An Analysis of Multilingual LLMs in Cross-Lingual Word Sense Disambiguation: Evaluation and Challenges

The paper "Thank You, Stingray: Multilingual LLMs Can Not (Yet) Disambiguate Cross-Lingual Word Sense" provides a thorough investigation into the limitations of multilingual LLMs in understanding and disambiguating semantic meanings across languages. This paper introduces StingrayBench, a novel benchmark specifically crafted to measure cross-lingual word sense disambiguation involving words that are orthographically similar across languages, known as false friends and true cognates.

Key Contributions and Methodology

Central to the contributions of this work is the establishment of StingrayBench, which involves four language pairs—Indonesian-Malay, Indonesian-Tagalog, Chinese-Japanese, and English-German. These language pairs were selected to illustrate the intricacies and challenges related to semantic disambiguation in multilingual LLMs. Through StingrayBench, the researchers prompt LLMs with tasks categorized into "semantic appropriateness" and "usage correction," aiming to uncover biases and the extent of comprehension exhibited by these models.

The paper introduces a novel evaluation approach using the "Stingray plot," which effectively measures the performance of LLMs in cross-lingual understanding via two newly proposed metrics: cognate bias and cognate comprehension score.

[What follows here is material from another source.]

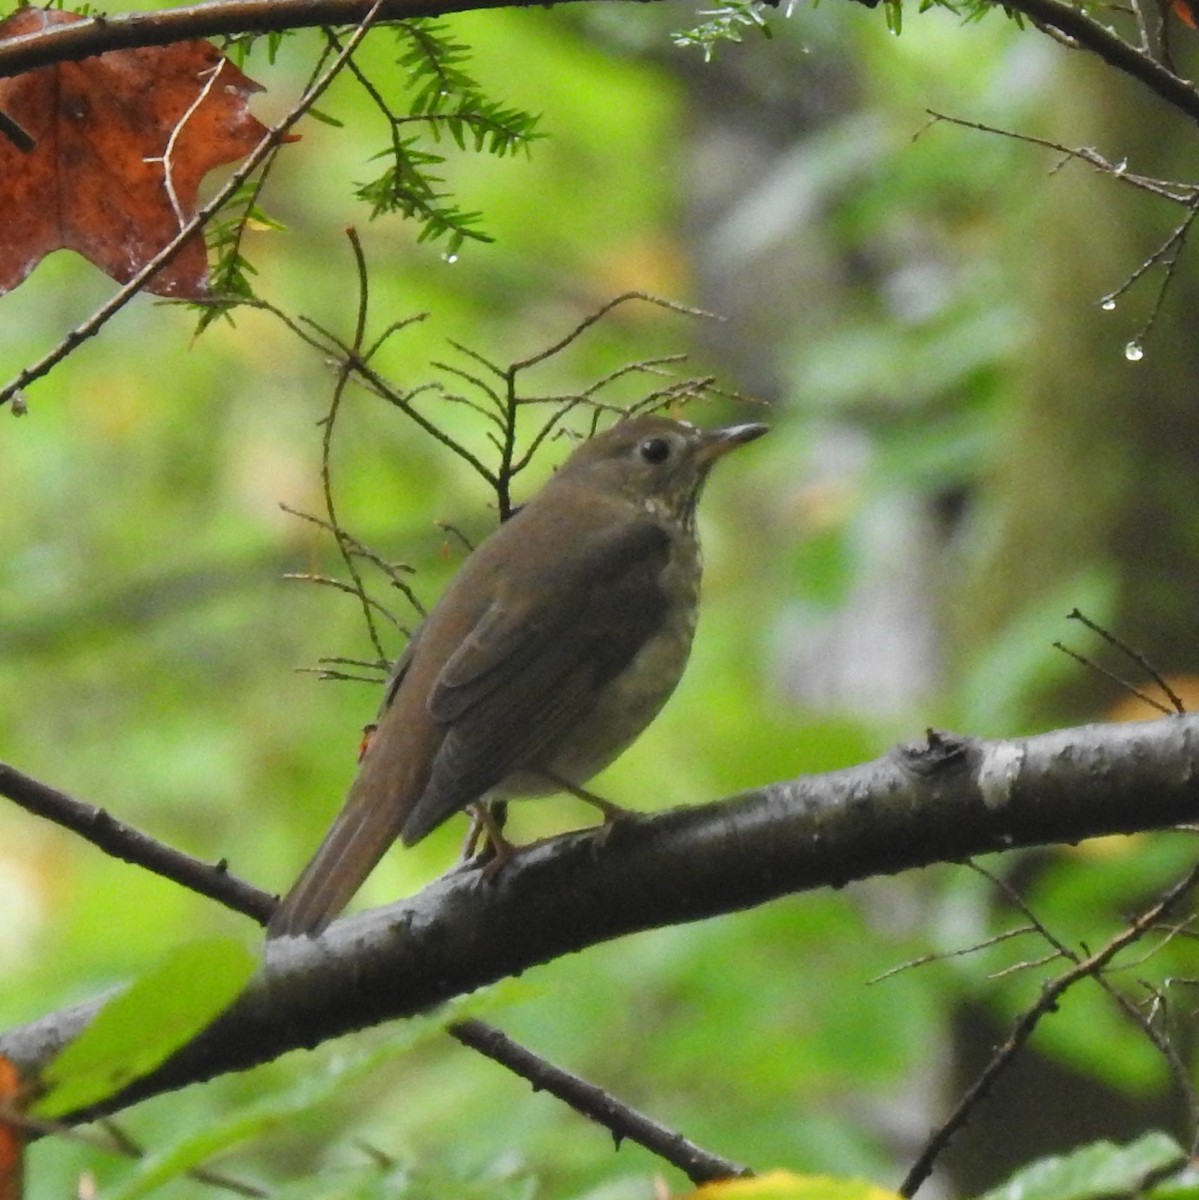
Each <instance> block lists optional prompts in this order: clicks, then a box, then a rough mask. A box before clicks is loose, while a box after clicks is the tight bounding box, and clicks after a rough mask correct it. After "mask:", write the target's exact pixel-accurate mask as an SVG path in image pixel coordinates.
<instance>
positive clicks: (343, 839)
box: [266, 773, 403, 937]
mask: <svg viewBox="0 0 1199 1200" xmlns="http://www.w3.org/2000/svg"><path fill="white" fill-rule="evenodd" d="M402 823H403V810H402V809H397V808H396V806H394V805H390V804H379V803H378V797H377V796H376V794H374V790H373V788H372V787H371V786H370V775H368V774H367V773H364V774H360V775H359V776H358V779H355V781H354V784H353V785H352V786H350V790H349V796H348V797H347V798H346V805H344V808H343V809H342V810H341V812H340V814H338V815H337V818H336V820H335V821H334V823H332V826H331V827H330V829H329V833H326V834H325V839H324V841H322V842H320V846H319V848H318V850H317V852H316V853H314V854H313V856H312V860H311V862H310V863H308V865H307V866H306V868H305V869H304V871H302V872H301V875H300V877H299V878H298V880H296V881H295V884H294V886H293V887H292V890H290V892H288V893H287V895H286V896H284V898H283V900H282V901H281V904H280V906H278V907H277V908H276V910H275V914H274V916H272V917H271V919H270V923H269V924H268V926H266V936H268V937H298V936H300V935H301V934H307V935H308V936H310V937H316V936H317V935H318V934H320V932H323V930H324V929H325V926H326V925H328V924H329V923H330V922H331V920H332V919H334V917H336V916H337V913H340V912H341V911H342V908H344V907H346V905H347V904H349V901H350V898H352V896H353V895H354V893H355V892H356V890H358V889H359V888H360V887H361V886H362V883H364V881H365V880H366V876H367V875H370V874H371V871H372V870H373V869H374V865H376V864H377V863H378V860H379V859H380V858H382V857H383V856H384V853H385V852H386V850H388V847H389V846H390V845H391V842H392V841H395V838H396V835H397V834H398V832H400V826H401V824H402Z"/></svg>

These metrics quantify LLMs' biases towards higher-resource languages and their overall proficiency in differentiating cross-lingual semantic entities.

Results and Observations

The findings reveal that while LLMs exhibit notable comprehension capabilities concerning true cognates, their performance degenerates significantly when tasked with identifying and disambiguating false friends. This suggests that although LLMs may perform adequately in contexts where meanings align across languages, their ability to discern subtle semantic differences remains limited.

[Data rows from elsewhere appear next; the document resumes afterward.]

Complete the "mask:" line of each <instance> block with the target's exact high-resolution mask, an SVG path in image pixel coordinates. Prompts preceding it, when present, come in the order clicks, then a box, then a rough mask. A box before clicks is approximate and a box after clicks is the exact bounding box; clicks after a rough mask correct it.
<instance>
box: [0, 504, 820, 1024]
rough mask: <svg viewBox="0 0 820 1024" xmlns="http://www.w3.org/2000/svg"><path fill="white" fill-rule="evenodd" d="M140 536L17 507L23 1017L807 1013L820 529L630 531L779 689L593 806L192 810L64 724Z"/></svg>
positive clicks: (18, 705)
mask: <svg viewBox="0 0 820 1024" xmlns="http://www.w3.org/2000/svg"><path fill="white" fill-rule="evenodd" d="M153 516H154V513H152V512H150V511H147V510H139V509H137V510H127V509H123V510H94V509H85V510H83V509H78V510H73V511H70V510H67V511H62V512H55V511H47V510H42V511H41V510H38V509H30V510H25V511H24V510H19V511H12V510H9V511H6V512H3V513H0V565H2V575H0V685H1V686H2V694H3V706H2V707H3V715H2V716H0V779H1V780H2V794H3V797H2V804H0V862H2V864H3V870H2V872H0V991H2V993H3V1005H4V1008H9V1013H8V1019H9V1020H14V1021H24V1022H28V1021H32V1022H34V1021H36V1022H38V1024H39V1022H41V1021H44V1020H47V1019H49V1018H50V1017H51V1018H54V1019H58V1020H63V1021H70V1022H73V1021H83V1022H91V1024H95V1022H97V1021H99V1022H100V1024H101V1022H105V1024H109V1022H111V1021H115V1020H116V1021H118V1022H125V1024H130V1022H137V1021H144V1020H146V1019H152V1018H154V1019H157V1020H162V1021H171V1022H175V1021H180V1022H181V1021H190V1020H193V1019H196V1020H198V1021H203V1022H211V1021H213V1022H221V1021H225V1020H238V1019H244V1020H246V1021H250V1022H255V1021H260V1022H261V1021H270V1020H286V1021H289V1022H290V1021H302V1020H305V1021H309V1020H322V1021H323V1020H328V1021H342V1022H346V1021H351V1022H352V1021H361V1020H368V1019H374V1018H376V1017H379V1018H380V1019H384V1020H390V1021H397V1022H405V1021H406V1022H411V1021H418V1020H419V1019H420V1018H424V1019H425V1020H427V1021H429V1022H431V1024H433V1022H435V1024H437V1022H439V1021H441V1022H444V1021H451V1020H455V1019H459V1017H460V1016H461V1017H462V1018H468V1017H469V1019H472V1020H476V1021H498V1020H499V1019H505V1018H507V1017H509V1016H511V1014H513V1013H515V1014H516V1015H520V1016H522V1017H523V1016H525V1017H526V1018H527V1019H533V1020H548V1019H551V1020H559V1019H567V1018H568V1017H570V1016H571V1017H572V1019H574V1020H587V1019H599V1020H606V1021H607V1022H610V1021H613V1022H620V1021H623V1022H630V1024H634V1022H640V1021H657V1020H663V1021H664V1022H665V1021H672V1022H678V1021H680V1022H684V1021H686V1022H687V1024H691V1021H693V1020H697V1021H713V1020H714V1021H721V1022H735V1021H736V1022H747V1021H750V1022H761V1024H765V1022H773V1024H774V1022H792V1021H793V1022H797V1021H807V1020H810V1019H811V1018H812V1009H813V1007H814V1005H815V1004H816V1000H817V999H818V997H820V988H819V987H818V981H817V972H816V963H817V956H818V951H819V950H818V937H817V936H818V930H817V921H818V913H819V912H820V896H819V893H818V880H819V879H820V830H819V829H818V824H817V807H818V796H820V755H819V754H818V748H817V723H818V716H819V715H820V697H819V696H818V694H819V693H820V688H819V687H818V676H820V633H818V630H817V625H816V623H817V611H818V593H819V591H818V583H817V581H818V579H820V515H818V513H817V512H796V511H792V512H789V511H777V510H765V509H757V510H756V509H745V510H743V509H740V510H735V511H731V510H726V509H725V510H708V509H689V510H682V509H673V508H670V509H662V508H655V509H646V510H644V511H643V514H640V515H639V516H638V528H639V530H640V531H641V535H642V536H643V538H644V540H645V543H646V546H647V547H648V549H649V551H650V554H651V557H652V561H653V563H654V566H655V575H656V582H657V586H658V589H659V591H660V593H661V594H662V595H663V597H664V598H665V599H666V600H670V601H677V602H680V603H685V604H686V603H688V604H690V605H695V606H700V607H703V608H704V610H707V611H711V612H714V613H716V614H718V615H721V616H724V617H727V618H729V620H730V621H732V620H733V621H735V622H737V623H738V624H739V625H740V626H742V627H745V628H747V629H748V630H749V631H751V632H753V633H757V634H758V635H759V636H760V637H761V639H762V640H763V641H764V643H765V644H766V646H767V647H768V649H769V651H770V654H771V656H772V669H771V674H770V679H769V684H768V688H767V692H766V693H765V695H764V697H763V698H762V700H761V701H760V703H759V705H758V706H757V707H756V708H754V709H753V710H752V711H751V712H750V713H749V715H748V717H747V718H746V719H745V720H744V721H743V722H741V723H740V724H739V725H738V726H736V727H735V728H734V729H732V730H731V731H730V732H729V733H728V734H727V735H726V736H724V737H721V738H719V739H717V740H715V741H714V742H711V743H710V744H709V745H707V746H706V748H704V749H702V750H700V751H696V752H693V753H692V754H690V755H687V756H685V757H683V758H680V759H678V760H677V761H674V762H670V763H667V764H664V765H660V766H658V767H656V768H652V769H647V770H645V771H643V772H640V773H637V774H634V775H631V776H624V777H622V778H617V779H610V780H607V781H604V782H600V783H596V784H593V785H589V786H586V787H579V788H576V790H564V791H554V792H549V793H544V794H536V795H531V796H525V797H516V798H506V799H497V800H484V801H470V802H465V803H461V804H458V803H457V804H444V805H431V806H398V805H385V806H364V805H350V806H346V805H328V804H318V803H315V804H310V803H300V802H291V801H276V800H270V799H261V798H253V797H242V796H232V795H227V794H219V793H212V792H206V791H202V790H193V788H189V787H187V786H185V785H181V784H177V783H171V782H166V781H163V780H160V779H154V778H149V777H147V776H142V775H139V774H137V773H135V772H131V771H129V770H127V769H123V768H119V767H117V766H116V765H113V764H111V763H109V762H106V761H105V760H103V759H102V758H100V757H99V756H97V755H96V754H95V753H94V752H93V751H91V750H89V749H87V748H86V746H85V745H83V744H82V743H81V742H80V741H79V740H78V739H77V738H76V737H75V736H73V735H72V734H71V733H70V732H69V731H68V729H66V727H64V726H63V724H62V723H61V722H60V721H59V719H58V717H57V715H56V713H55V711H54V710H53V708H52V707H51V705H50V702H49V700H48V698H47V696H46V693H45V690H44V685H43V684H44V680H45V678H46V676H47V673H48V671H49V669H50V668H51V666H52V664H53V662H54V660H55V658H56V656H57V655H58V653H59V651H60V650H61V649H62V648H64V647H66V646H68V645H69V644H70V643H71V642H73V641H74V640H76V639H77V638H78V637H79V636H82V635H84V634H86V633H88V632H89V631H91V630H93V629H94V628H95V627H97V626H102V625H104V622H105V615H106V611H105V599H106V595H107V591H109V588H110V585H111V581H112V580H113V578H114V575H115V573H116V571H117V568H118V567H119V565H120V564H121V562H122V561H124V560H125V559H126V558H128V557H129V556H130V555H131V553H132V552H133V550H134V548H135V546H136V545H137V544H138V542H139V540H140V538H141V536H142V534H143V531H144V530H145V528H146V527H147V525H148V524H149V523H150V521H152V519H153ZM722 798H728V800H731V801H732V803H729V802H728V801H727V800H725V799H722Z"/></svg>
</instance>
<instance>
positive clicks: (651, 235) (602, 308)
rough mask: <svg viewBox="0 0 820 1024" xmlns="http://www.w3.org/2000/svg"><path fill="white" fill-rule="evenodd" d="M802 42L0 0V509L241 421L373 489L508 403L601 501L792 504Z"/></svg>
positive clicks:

Analysis further highlights the scaling advantage in improving LLMs' true cognate understanding, showcasing a correlation between model size and performance. However, this scaling does not transcend to improved disambiguation of false friends, indicating a deeper systematic issue possibly related to the models' pretraining data distribution and inherent English-centric nature.

An interesting pattern emerges wherein certain language pairs—like Indonesian-Malay—pose greater challenges for LLMs, likely due to their linguistic similarities. This presents an intriguing avenue for further research, potentially addressing language representation techniques that could mitigate such biases and improve semantic differentiation capacities.

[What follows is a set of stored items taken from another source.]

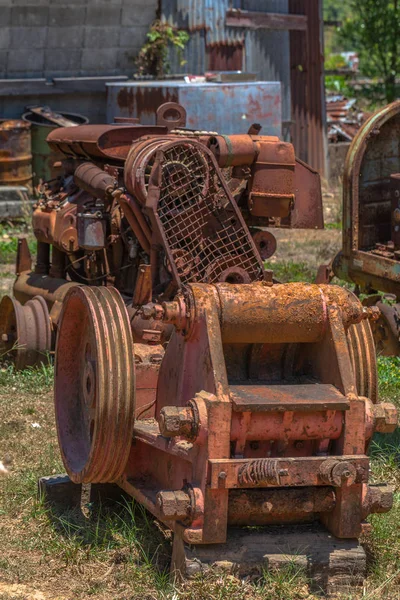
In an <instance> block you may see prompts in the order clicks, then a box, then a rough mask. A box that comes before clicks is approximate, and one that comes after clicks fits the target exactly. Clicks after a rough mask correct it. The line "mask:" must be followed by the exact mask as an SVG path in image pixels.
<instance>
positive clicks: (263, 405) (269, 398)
mask: <svg viewBox="0 0 400 600" xmlns="http://www.w3.org/2000/svg"><path fill="white" fill-rule="evenodd" d="M229 389H230V394H231V399H232V404H233V410H234V411H238V412H247V411H251V412H266V411H279V412H284V411H308V412H316V411H326V410H348V409H349V401H348V400H347V399H346V397H345V396H343V394H341V393H340V392H339V390H337V389H336V388H335V387H334V386H333V385H330V384H322V383H321V384H320V383H310V384H299V385H297V384H296V385H231V386H230V388H229Z"/></svg>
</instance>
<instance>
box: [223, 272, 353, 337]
mask: <svg viewBox="0 0 400 600" xmlns="http://www.w3.org/2000/svg"><path fill="white" fill-rule="evenodd" d="M328 287H329V290H328V289H327V288H328ZM330 288H335V289H333V290H330ZM216 289H217V293H218V296H219V302H220V312H221V333H222V339H223V342H224V343H244V344H247V343H253V344H261V343H264V342H269V343H285V344H286V343H296V342H300V343H313V342H317V341H319V340H321V339H322V337H323V335H324V333H325V331H326V329H327V322H328V315H327V306H328V304H330V303H335V304H337V305H338V307H339V308H342V306H343V313H342V317H343V321H344V324H345V325H349V324H350V323H354V322H359V321H360V320H361V319H362V315H363V312H362V311H363V309H362V306H361V304H360V302H358V300H357V299H356V298H355V297H354V296H353V295H352V294H350V293H349V292H347V291H346V290H342V289H341V288H339V287H338V286H325V288H322V287H319V286H316V285H312V284H304V283H290V284H279V285H274V286H267V285H262V284H261V285H260V284H255V285H232V284H228V285H226V284H218V285H217V286H216ZM325 292H326V293H325ZM328 292H329V294H328ZM348 304H350V305H349V306H347V305H348Z"/></svg>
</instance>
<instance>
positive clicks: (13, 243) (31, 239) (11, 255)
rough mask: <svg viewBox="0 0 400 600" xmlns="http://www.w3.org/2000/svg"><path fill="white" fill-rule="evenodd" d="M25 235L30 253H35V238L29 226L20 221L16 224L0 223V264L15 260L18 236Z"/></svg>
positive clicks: (34, 254)
mask: <svg viewBox="0 0 400 600" xmlns="http://www.w3.org/2000/svg"><path fill="white" fill-rule="evenodd" d="M21 235H26V236H27V237H28V246H29V250H30V252H31V255H32V256H34V255H35V254H36V240H35V238H34V237H33V235H32V233H30V232H29V228H28V227H27V226H26V225H25V223H24V221H21V222H20V223H18V224H17V225H15V224H14V225H10V224H8V223H0V264H9V263H13V262H14V261H15V256H16V253H17V249H18V237H19V236H21Z"/></svg>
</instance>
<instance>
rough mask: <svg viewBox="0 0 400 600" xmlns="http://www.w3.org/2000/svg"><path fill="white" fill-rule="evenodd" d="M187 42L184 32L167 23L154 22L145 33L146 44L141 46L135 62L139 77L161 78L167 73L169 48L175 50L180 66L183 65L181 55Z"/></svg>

Implications and Future Directions

The paper underscores critical implications for developing more robust and equitable multilingual models. The researchers advocate for the incorporation of diverse linguistic resources and semantic frameworks during model training, suggesting adjustments that could enhance models' cross-lingual representation capacities.

From a practical standpoint, addressing these semantic limitations could significantly impact real-world applications, ranging from translation systems to multilingual NLP tools, which rely on precise word sense disambiguation to function effectively across multiple languages.

In conclusion, this paper lays a foundational framework for analyzing and improving multilingual LLMs' cross-lingual disambiguation abilities. Future research directions may involve extending StingrayBench to cover a broader spectrum of languages, exploring advanced model architectures or training paradigms, and refining evaluation metrics to foster a comprehensive understanding of multilingual semantic processing. The continued exploration of these areas holds promise for the evolution of LLMs, aiming towards more inclusive and accurate multilingual applications in natural language processing.